On each line, enter one level of the moderator variable | What is the core bivariate relationship and how strong is it? (strong, weak, or zero) |

d) We can also depict a moderator with a graph. Sketch a pair of bar or line graphs. Label one graph for boys and one for girls. On the x-axis, put the "body dissatisfaction" variable; put the other variable on the y-axis. If you are making line graphs, use *steepness* to depict the strengths of the two relationships (which graph will be steeper--boys or girls?). If you are making bar graphs, use the* difference between the bars* to depict the strength of the relationship (which will be stronger--boys or girls?).

e) Now write a sentence similar to those in Figure 9.14: "_________ moderates the relationship between _______ and _________, such that ___________."

**Refining your understanding:** A moderator is a *relationship changer: *it changes the *strength* or *direction* of some core bivariate relationship. In the present example, it's also true that there were gender differences in one of the variables--relative level of body dissatisfaction:

Well over half of teens, 61 percent, experience body dissatisfaction.... Nearly one in three girls and around one in seven boys were insecure about their weight, and around one quarter girls and one in seven boys were dissatisfied with their figure.
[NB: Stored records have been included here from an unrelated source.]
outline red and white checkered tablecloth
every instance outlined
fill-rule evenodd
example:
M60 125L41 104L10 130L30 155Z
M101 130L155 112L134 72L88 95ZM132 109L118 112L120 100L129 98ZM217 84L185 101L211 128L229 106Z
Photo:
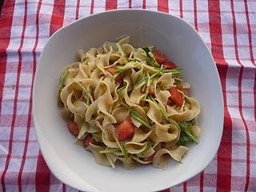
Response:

Sometimes students confuse simple differences (i.e., boys are lower than girls on body dissatisfaction) with moderators (i.e., boys with body dissatisfaction are more vulnerable to depression than girls are). Take a moment and study the difference. How many variables are involved in each statement:

boys are lower than girls on body dissatisfaction

boys with body dissatisfaction are more vulnerable to depression than girls with body dissatisfaction are

f) Challenge yourself to create a scatterplot in which body dissatisfaction is on one axis and risk of severe depression is on the other. Use one color of dot to represent boys; pick another for girls. Carefully place dots on this scatterplot to represent the two major findings--that boys are generally lower than girls on body dissatisfaction, AND that boys who do have body dissatisfaction are more at risk for severe depression. (Consult Figure 8.17 in the 4th edition for a model.)